RBI continued with its soft interest rate regime and announced a 0.5 per cent reduction in interest rates on saving account to 3.5 per cent, slashed the repo rate by 50 basis points to five per cent from 5.50 per cent with effect from March 3. Later, the bank again reduced the repo rate to 4.50 per cent from 5 per cent.

The interbank foreign exchange (forex) market was by and large stable with the central bank keeping a close watch on activities, intervening at any given time to curb excessive speculation and volatility.

On October 16, the RBI capped NRE (Non-resident external) deposit rates to upto 25 basis points over LIBOR or swap rate for the dollar in order to reduce the influx of forex through arbitrage opportunities.

The central bank later came out with new external commercial borrowings norms to effectively eliminate another major source of dollar inflows.

Notwithstanding the curbs to reduce forex inflows from questionable sources, the rupee continued its north-bound journey and barring the occasional blips, sentiments remained positive, even as the gains were gradual, thereafter.

The first quarter (Jan-Mar) was quiet with the rupee showing a steady upward move and traded in a range of Rs 47.98 and Rs 47.70, overcoming temporary setbacks following the US invasion of Iraq.

April to June period saw the rupee breach key resistance levels on its way to new highs.

The rupee traded in a range of Rs 47.98 and Rs 46.40 in the second quarter of the year.
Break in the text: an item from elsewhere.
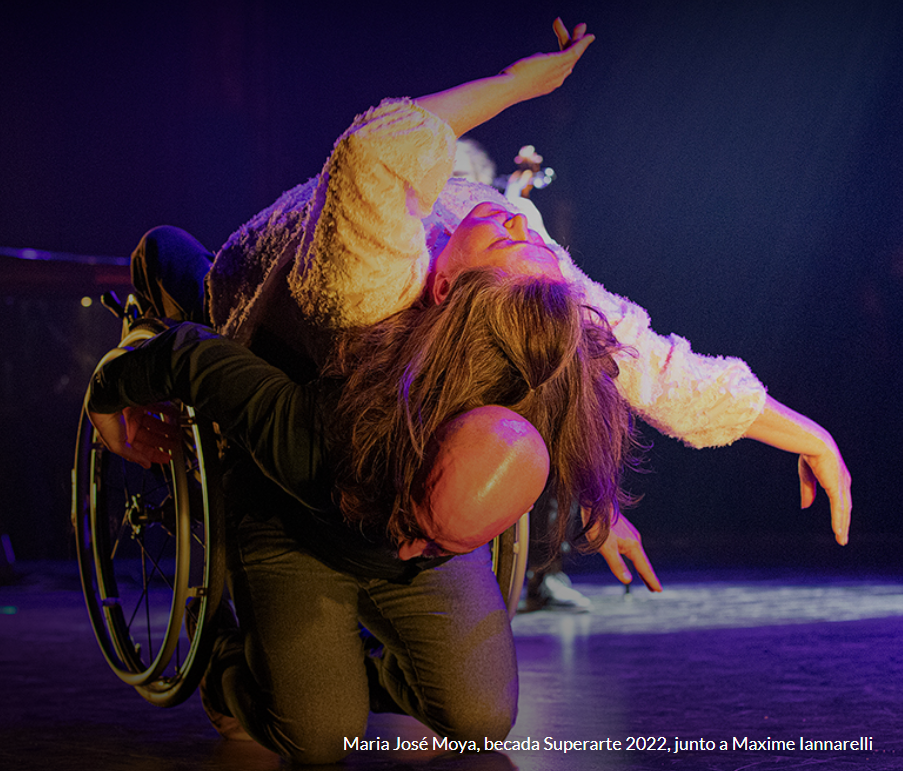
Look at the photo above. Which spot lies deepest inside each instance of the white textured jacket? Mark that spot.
(354, 245)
It spurted to an over 28-1/2 month closing peak of Rs 46.3950/4050 in mid-June.

Continuing its steep north-bound journey in the third quarter -- July to September -- the rupee climbed to new peaks frequently on the back of persistent heavy forex inflows and a lingering weak dollar.
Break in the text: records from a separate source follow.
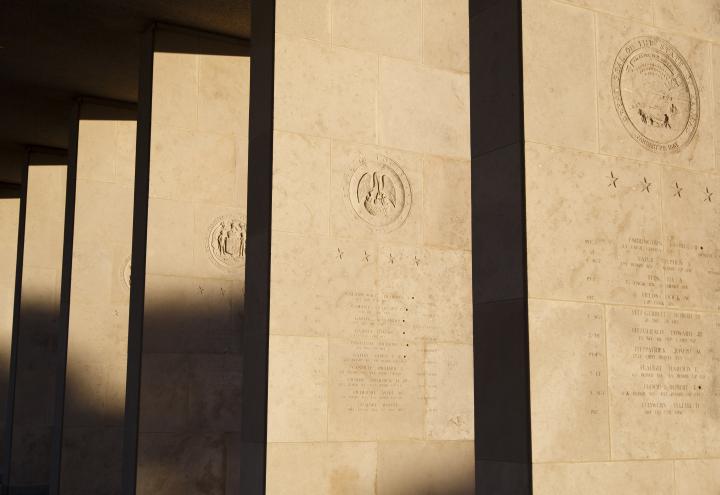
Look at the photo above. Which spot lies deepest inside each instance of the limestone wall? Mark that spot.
(99, 298)
(39, 314)
(370, 365)
(192, 362)
(9, 217)
(623, 245)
The domestic currency moved in a range of Rs 46.48 and Rs 45.70, piercing through crucial support levels on its north-bound sojourn.

Rupee underwent a downward correction in November after RBI initiated new ECB norms, which effectively eliminated another major source of dollar inflows. State Bank of India's $5.5 billion Resurgent India Bonds redemption pressures passed off smoothly, but dented the rupee's value, causing a cash dollar shortage in the system and rupee declined by 52 paise in ten straight sessions to November 10. It tumbled to Rs 45.88/89 on Novemger 24 and turned forward dollar premiums into discounts across the board.

The last month of the year saw the rupee bounce back, aided by a ten-session smart rally to touch Rs 45.51/52, before settling around Rs 45.5800/5850 on December 26, dragged down by month-end pressures.

A majority of business chieftains in the country expects to end the current financial year with a growth of at least ten per cent, according to a snap poll conducted by Confederation of Indian Industry.

With upbeat sentiments prevailing, traders expect the rupee to consolidate in the New Year.